Arbil, September 18: US Vice President Joe Biden arrived in the Kurdish regional capital of Arbil on Thursday to push Iraqi leaders for progress on stalled legislation ahead of parliamentary elections in January.
A long-awaited hydrocarbons law, intended to open up the Iraqi oil and gas sector and establish a framework for sharing revenues, remains some way off and jockeying ahead of the January polls has hampered movement, Biden said.
He said earlier that the upcoming elections were “critical to Iraq’s future”, and also met with American soldiers at a military base outside Baghdad, posing for pictures with his arms around their shoulders.
“In truth, some of the more difficult problems are more difficult to solve in an elections cycle,” Biden said while in Baghdad on Thursday.
He raised the issue of the oil law in his talks there with senior Iraqi leaders, including Prime Minister Nuri al-Maliki.
He was to deliver the same message in meetings with Kurdish leaders in the north of the country, where he arrived Thursday afternoon, a senior US official said.
Early passage of the legislation was “in the best interest of the country,” added the official, asking not to be named.
Biden also urged Iraq to offer more generous terms at its next auction for oil concessions.
He “made clear that the next round of bidding on oil concessions should be made on more generous terms to attract more outside interest,” the official said.
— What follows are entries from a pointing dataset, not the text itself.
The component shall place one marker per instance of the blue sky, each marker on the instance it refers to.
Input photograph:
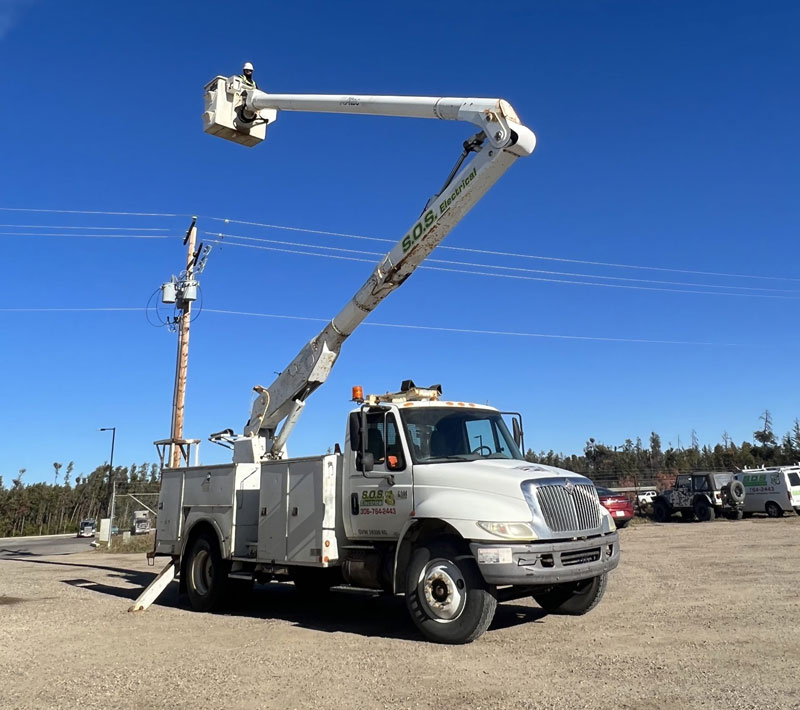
(666, 138)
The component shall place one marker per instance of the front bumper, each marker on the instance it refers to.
(544, 563)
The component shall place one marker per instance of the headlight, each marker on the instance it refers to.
(510, 531)
(610, 518)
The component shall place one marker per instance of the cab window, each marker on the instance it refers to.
(700, 484)
(383, 441)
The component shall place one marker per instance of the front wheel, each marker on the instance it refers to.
(446, 596)
(573, 598)
(773, 510)
(704, 511)
(661, 511)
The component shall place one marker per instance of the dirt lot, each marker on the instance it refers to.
(697, 615)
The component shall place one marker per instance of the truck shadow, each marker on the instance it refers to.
(356, 611)
(360, 612)
(353, 611)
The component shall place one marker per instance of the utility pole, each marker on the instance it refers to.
(181, 291)
(182, 364)
(112, 478)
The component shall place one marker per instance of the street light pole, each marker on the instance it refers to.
(112, 478)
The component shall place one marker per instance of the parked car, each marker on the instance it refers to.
(617, 504)
(86, 528)
(701, 495)
(773, 490)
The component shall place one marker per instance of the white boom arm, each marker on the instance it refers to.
(500, 141)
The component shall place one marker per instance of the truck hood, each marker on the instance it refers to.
(466, 492)
(498, 477)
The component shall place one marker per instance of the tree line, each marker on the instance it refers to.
(58, 507)
(634, 463)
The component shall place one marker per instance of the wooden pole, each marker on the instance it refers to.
(182, 365)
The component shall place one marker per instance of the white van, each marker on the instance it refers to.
(772, 490)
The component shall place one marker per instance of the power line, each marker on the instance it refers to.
(504, 253)
(129, 214)
(473, 331)
(494, 266)
(407, 326)
(491, 252)
(515, 276)
(86, 236)
(68, 226)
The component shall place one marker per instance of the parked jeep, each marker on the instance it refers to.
(702, 496)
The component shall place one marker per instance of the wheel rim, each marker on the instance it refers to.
(442, 590)
(202, 572)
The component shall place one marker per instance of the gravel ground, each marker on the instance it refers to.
(697, 615)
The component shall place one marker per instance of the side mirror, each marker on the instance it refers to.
(365, 461)
(516, 427)
(395, 462)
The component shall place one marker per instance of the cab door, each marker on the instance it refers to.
(381, 499)
(683, 495)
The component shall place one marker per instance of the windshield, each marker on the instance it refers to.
(721, 479)
(437, 434)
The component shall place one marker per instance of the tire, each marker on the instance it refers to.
(704, 511)
(773, 510)
(446, 596)
(206, 574)
(573, 598)
(735, 491)
(661, 511)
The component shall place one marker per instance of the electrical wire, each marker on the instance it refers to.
(493, 266)
(68, 226)
(474, 331)
(507, 254)
(127, 214)
(88, 236)
(407, 326)
(517, 276)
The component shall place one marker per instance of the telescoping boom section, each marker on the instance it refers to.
(243, 116)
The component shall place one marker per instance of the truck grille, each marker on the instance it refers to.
(570, 507)
(579, 557)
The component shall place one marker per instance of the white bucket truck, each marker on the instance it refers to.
(773, 490)
(430, 499)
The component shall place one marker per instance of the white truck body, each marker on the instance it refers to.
(770, 489)
(273, 515)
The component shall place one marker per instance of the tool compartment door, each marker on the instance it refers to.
(306, 511)
(170, 503)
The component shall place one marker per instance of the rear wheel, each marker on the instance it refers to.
(661, 511)
(446, 596)
(773, 510)
(206, 574)
(573, 598)
(704, 511)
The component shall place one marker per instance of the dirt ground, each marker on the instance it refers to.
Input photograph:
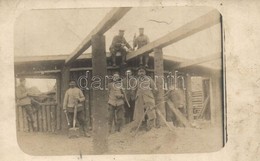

“Only one of eight deals up for bidding earlier this year was taken,” he said, referring to Iraq’s first tender offer in four decades last June that saw investors snub all but one of the contracts on offer.
The official said that “even one other deal would mean 50 to 60 billion dollars in additional investment in Iraq, 600 million dollars in additional annual revenue, and tens of thousands of additional jobs.
“Ultimately, in our judgment, it’s in the interest of every Iraqi to accept a smaller piece of a much bigger pie.”
The second round of bidding for Iraq’s oil contracts is due to take place in the first half of December.
In June, British energy giant BP and China’s CNPC International Ltd were the only companies to win a bid. They accepted two dollars per barrel to work jointly in the giant Rumaila oil field in southern Iraq.
Biden welcomed the lack of sectarian reprisals after deadly bombings in Baghdad last month, saying it was “a mark of real maturation” of the Iraqi people and government.
He said a proposed referendum on changing the Iraq-US security agreement to bring forward the deadline for the withdrawal of US forces by a year to 2010 was still some way off.
But he added: “Whatever the Iraqi people decide we will abide by it.”
On Afghanistan, he said it was still “very premature” to decide on sending additional resources given that the full contingent of troops already approved had yet to arrive.
“There is no decision imminent on additional resources,” he said.